FAQ

FAQ#

WARNING: This is ongoing work….

What data do you offer?

The data from numerical experiments which contribute to internationally coordinated model intercomparison projects, the so-called MIPs. The most prominent global MIP activity is CMIP, the Coupled Model Intercomparison project. CMIP is currently in its 6th phase and the data produced along its protocols forms the scientific basis for the climate projection analyses in IPCC’s AR6 (Sixth Assessment Report). The data pool holds model data covering CMIP3, CMIP5 and CMIP6 activities.

What about observations?

Not (yet) available in the pool - but have a look on ‘What is reanalysis?’ and ERA5 data. Maybe that serves your purpose.

What kind of models produce MIP data?

Dynamical models: Earth System Models (ESMs), Global Climate Models (GCMs), Regional Climate Models (RCMs), Weather Models (ECMWF for Reanalysis). (!)

How and where can I access the data on DKRZ’s High Performance Computer?

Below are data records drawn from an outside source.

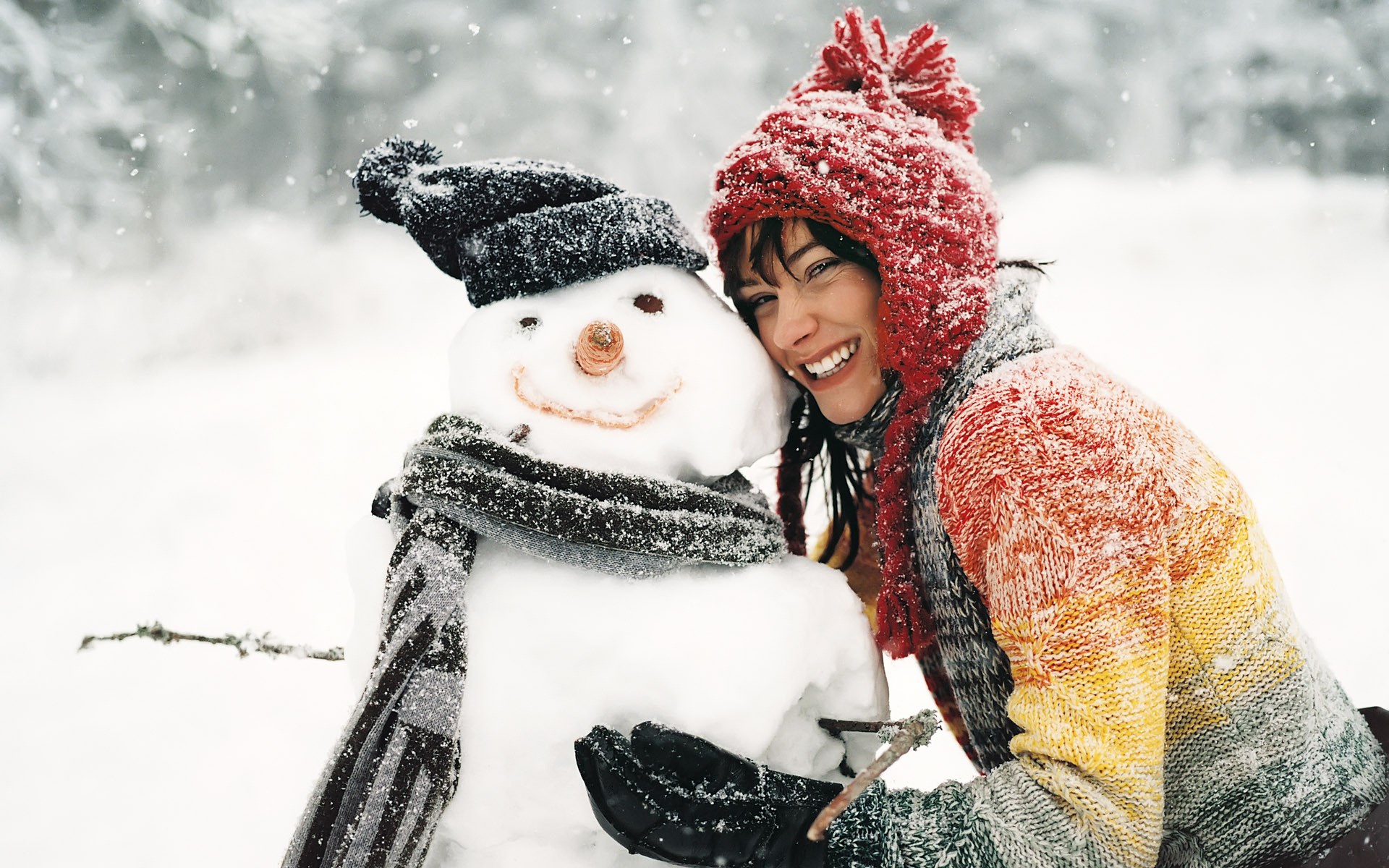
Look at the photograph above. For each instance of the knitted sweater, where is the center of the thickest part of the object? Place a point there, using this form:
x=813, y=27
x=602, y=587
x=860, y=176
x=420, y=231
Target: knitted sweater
x=1113, y=644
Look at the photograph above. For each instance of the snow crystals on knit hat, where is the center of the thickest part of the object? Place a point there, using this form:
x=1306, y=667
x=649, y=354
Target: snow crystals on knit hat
x=875, y=142
x=513, y=228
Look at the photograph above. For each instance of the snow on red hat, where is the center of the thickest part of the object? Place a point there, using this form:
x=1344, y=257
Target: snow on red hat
x=875, y=142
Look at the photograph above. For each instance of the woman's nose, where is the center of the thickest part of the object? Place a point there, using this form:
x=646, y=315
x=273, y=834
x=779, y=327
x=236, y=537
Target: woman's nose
x=599, y=347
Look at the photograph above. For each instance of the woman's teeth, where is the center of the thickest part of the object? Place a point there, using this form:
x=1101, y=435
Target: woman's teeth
x=833, y=363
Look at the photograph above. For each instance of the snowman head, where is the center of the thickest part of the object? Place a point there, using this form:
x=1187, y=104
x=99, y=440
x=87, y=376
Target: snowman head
x=642, y=371
x=593, y=344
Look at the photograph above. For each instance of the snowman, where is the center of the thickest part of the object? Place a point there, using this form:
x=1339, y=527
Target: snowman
x=573, y=545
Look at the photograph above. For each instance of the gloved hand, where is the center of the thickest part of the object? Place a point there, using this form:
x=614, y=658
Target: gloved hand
x=677, y=798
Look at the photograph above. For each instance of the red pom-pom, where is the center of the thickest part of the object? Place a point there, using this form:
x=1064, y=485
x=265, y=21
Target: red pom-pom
x=924, y=77
x=914, y=72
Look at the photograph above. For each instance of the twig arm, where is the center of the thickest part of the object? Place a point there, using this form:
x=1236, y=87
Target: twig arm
x=245, y=644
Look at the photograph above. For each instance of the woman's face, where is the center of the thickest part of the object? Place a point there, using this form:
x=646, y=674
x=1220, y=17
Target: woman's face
x=818, y=320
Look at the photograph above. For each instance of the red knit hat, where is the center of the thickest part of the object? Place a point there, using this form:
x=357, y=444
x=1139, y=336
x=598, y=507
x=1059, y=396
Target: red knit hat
x=875, y=142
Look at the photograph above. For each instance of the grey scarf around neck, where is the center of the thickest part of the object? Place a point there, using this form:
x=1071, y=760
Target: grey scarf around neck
x=396, y=764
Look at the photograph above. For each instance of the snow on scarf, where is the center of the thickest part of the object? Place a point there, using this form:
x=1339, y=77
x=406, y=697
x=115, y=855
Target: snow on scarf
x=396, y=764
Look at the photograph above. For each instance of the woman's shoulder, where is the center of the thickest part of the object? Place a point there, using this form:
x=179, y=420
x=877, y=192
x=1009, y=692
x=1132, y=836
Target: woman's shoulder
x=1056, y=414
x=1053, y=386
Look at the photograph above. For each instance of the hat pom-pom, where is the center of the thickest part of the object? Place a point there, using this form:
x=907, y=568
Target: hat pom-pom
x=856, y=57
x=924, y=77
x=912, y=75
x=382, y=170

We link model data repositories and catalogs in the file system under /pool/data. If you are not a DKRZ user yet, you may want to apply for the transnational access service of IS-ENES3 or the ENES Climate Analytics (ECAS) service. In that case, you need to request to become member of project bk1088.

Basic data management terminology#

What is a dataset?

Datasets in CMIP are defined to be all files required to cover the entire time series of a single variable of a single simulation of a single experiment of a single model. That can be multiple files, but they are all in ONE directory uniquely defined by the Data Reference Syntax (DRS).

How is the path to the data constructed? What is the path template? What is the DRS?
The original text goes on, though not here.